Goodwill Industries International (GII) and the Goodwill network have had a long history of environmental sustainability. Since its inception in 1902, GII has focused on recycling and reuse. In late 2007, GII launched a sustainability initiative, which has morphed into the current Goodwill Sustainability Program.
The objective of the program is to “Use Less, Serve More” (to serve more people while having a smaller environmental footprint), in support of the Goodwill mission. We focus on the Triple Bottom Line (TBL) of people, planet and prosperity. It is built on Goodwill’s value of environmental stewardship and designed to support the Goodwill network grow their internal sustainability programs through tools, best practices, and knowledge sharing.
There are a number of Goodwills across North America who have taken actions that align with the triple bottom line.

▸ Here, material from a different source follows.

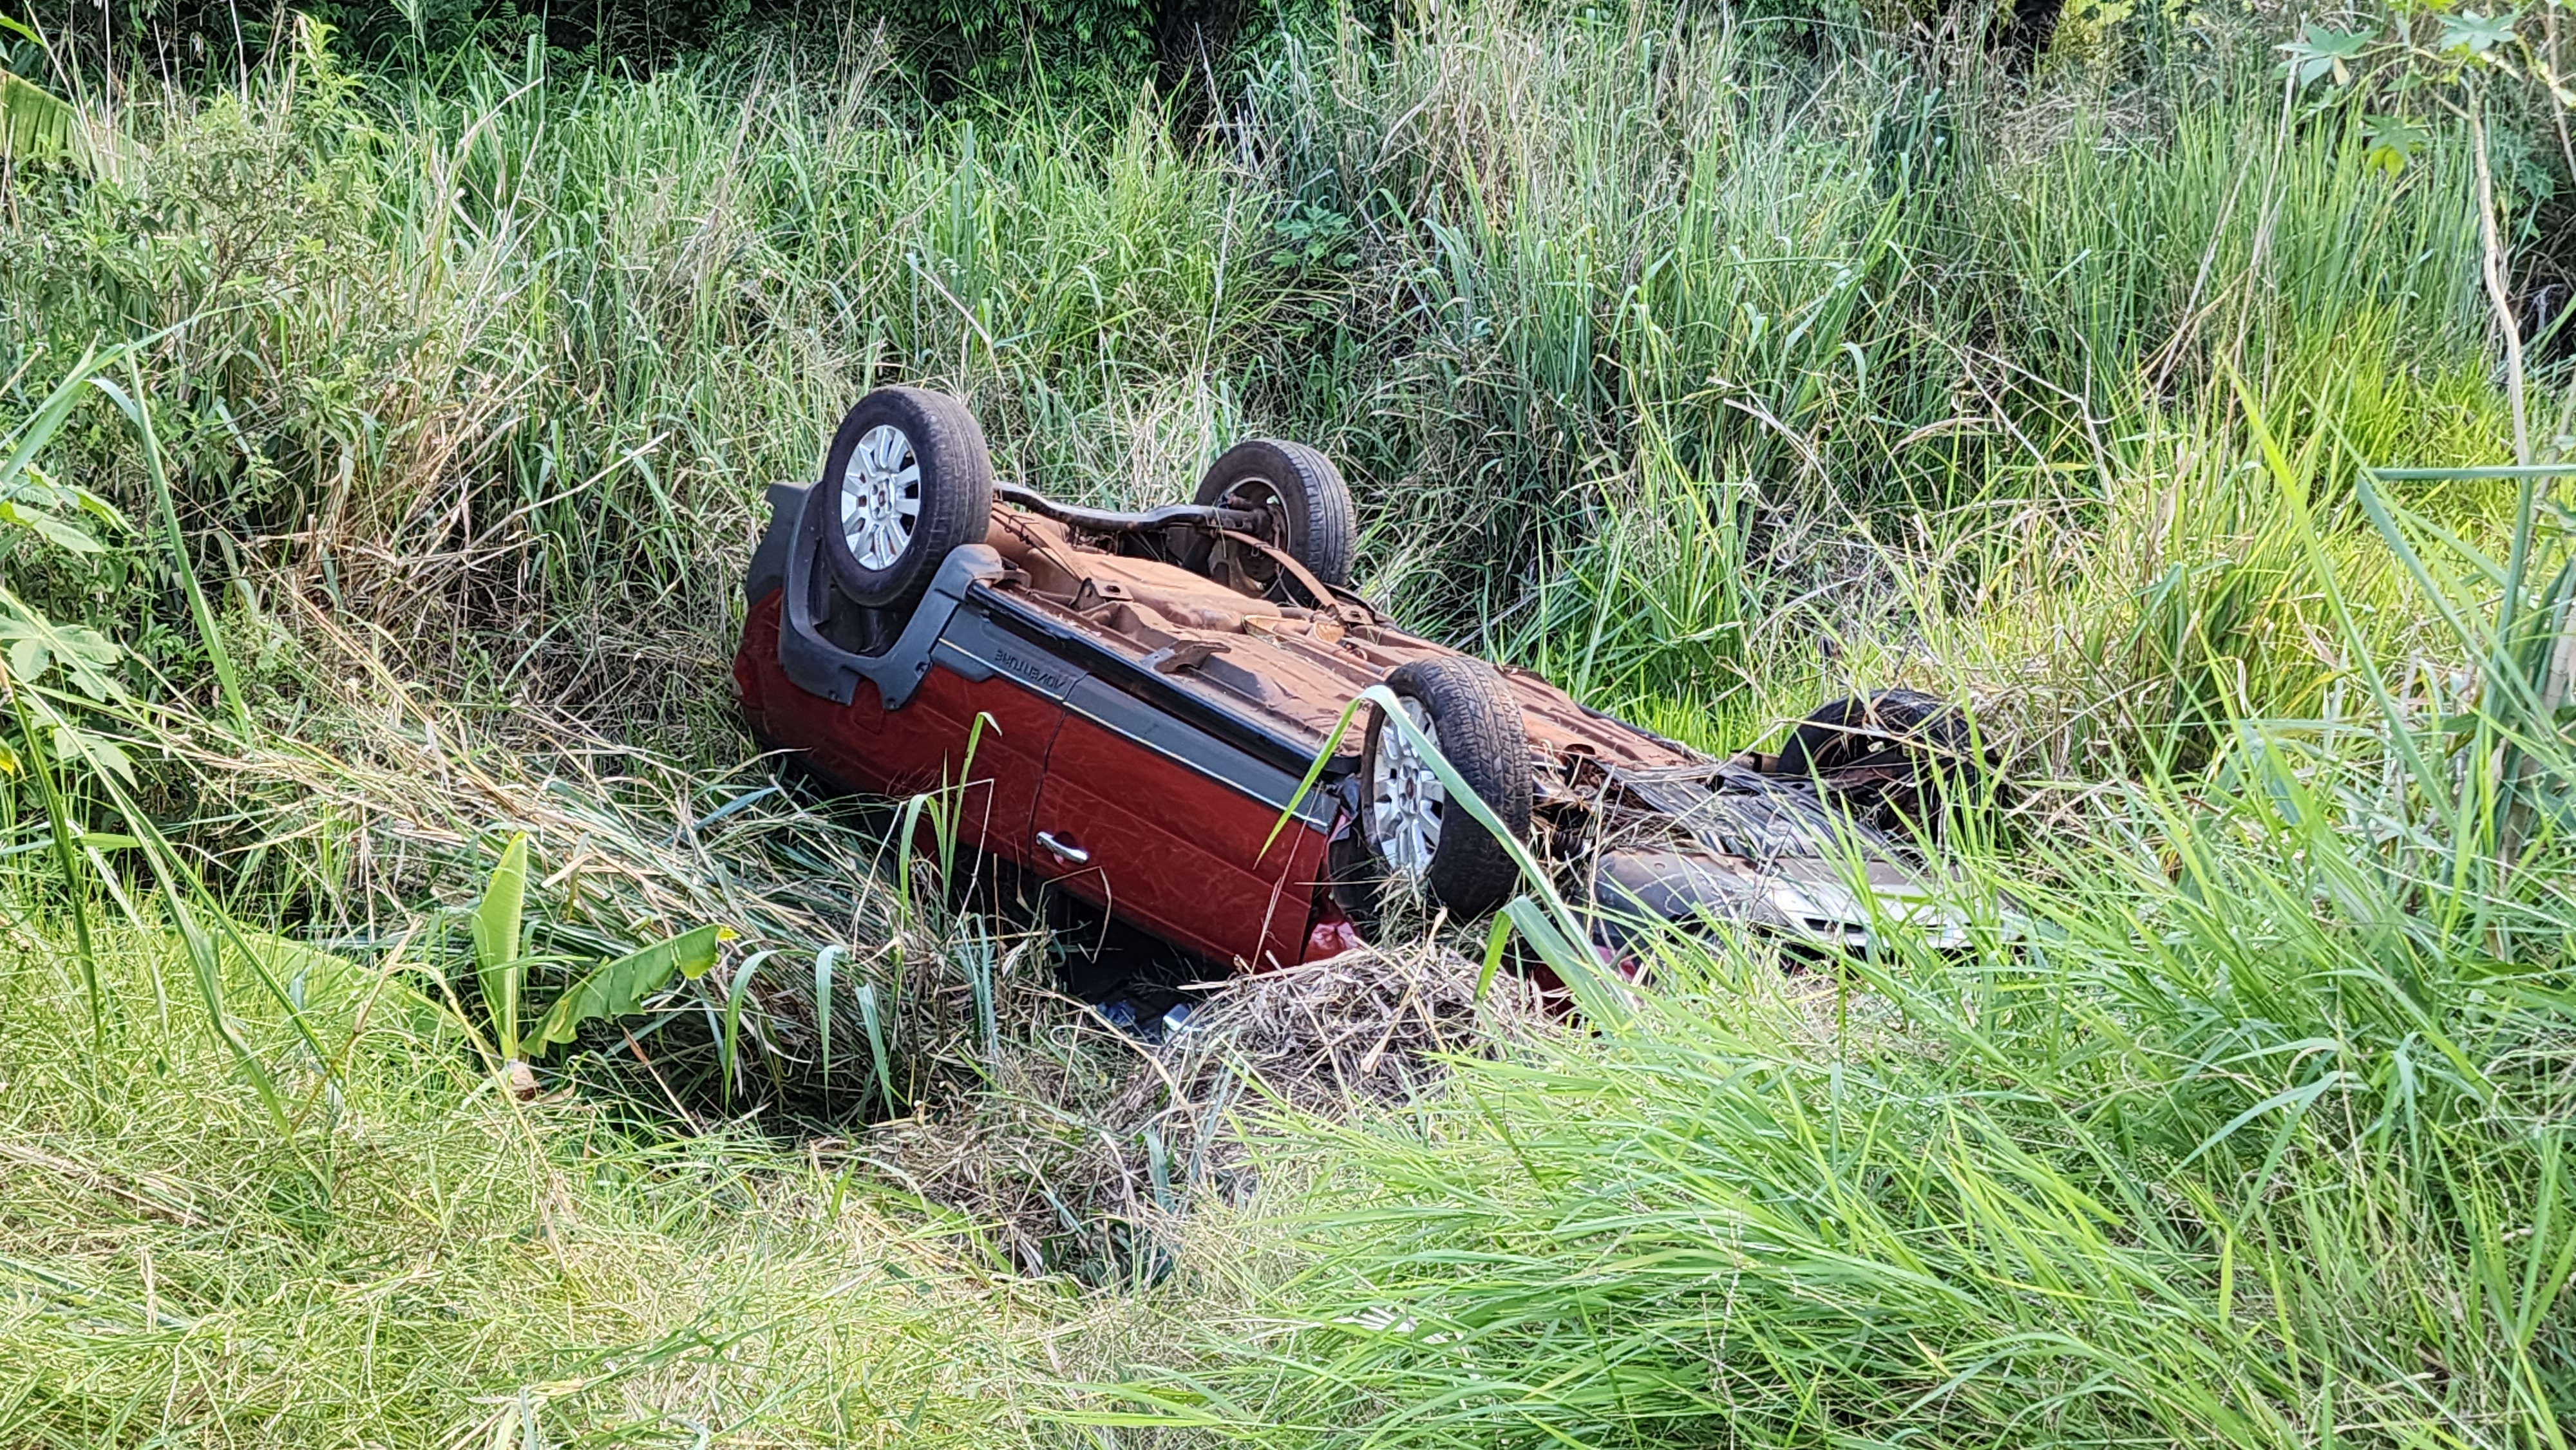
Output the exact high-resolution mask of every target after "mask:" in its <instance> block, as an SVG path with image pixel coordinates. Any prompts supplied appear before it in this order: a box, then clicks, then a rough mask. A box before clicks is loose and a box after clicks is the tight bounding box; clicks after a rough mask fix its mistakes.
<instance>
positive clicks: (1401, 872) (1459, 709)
mask: <svg viewBox="0 0 2576 1450" xmlns="http://www.w3.org/2000/svg"><path fill="white" fill-rule="evenodd" d="M1386 688H1388V690H1394V695H1396V703H1399V708H1401V711H1404V716H1406V719H1409V721H1412V724H1414V726H1419V731H1422V734H1425V737H1430V744H1432V747H1435V749H1437V752H1440V757H1445V760H1448V762H1450V767H1453V770H1455V773H1458V778H1461V780H1463V783H1466V786H1471V788H1473V791H1476V798H1481V801H1484V804H1486V806H1489V809H1492V811H1494V816H1499V819H1502V824H1504V827H1510V832H1512V834H1515V837H1528V834H1530V742H1528V734H1525V731H1522V724H1520V703H1517V701H1512V690H1510V685H1504V680H1502V675H1499V672H1497V670H1494V667H1492V664H1486V662H1481V659H1468V657H1463V654H1461V657H1443V659H1417V662H1412V664H1404V667H1401V670H1396V672H1394V675H1388V677H1386ZM1358 832H1360V840H1363V845H1365V847H1368V863H1365V865H1368V868H1370V871H1373V876H1376V878H1378V881H1383V883H1391V886H1399V889H1414V891H1422V894H1425V896H1427V899H1430V901H1435V904H1440V907H1448V912H1450V917H1481V914H1486V912H1492V909H1494V907H1502V901H1504V899H1510V894H1512V886H1515V883H1517V881H1520V868H1517V865H1512V855H1510V852H1507V850H1504V847H1502V842H1499V840H1497V837H1494V832H1492V829H1486V827H1484V822H1479V819H1476V816H1473V814H1468V811H1466V806H1461V804H1458V801H1453V798H1450V791H1448V786H1445V783H1443V780H1440V775H1437V773H1435V770H1432V762H1430V755H1427V752H1425V749H1422V747H1419V744H1417V742H1414V739H1412V734H1406V731H1401V729H1396V726H1394V724H1391V721H1388V719H1386V711H1383V708H1378V711H1373V713H1370V719H1368V742H1365V744H1363V747H1360V822H1358Z"/></svg>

Below are two such examples:
Reuse and Recycling
Reuse and recycling takes many forms, and can create jobs as well as helping the environment and the bottom-line.
Green Works offers cost-saving, labor-intensive asset recovery and industrial recycling services to socially conscious municipalities, utilities, automotive suppliers and manufacturers, as well as construction and demolition companies. Green Works is a non-profit subsidiary of Goodwill Industries of Greater Detroit (MI) and creates revenue to fund vital job training, education and placement programs for those facing employment challenges in metro Detroit.
State-of-the-art equipment and processes make the company an invaluable resource for sorting, refurbishing, recycling and reprocessing metals, oils and other industrial materials. Green Works recycling processes result in “up-valuing” material such as aluminum/copper windings and wire for its clients. Green Works enhances value by processing and breaking down industrial recyclables into furnace-ready form. These materials are then sold in commodity markets for reuse in foundry/manufacturing processes.
Since its creation in 2010 through 2015, Green Works has recovered over 75 million pounds of ferrous and non-ferrous metals and over 400,000 gallons of used oil has been salvaged.
Working Towards Zero Waste
Growth does not have to equal increased waste to landfill.
- Goodwill Industries of Arkansas (Little Rock) started with a small facility and small-scale sustainability opportunities; however, upon moving into a larger space and expanding across
Arkansas, they were able to significantly grow their sustainability efforts as well as see great improvements in both their environmental impacts and their revenues.
When the Goodwill first began their sustainability efforts in 2008, their facility was 60,000 square feet.In 2012, the organization moved to a larger facility of over 500,000 square feet. Headquarters was moved to the new Goodwill Resource Center in December 2014. They implemented a recycling line, which processes 18 commodities (and counting!), such as textiles, plastics, metals, accessories, aluminum, kitchen metals, hard toys, soft toys, and wire and send these to different recycling vendors and outlets. This implementation has been instrumental in eliminating waste and generating additional revenue for sustainability processes, and has allowed them to get closer to their goal of zero waste.
In the new space, they also opened up a 17,000 square foot “by the pound” outlet store. With the outlet store diverting approximately 1.2 million pounds per year, it is the largest diverter of waste to landfill for the Goodwill. With their new large space, they were able to expand recycling categories as well as increase their electronic waste recycling to include rural areas. They have also implemented new processes to increase landfill diversion, such as moving from centralized to decentralized donation processing and eliminating dumpsters at stores.
Chad Albaugh, Goodwill Industries of Arkansas’ director of operations shares, “With the added space and implementation of new processes, we have been able to make great strides in our efforts towards zero waste. Just as important, we have been able to build strong partnerships within our state and are recognized as leaders in environmental stewardship.”
NOTE: This is an update to a post originally appearing in April 2016.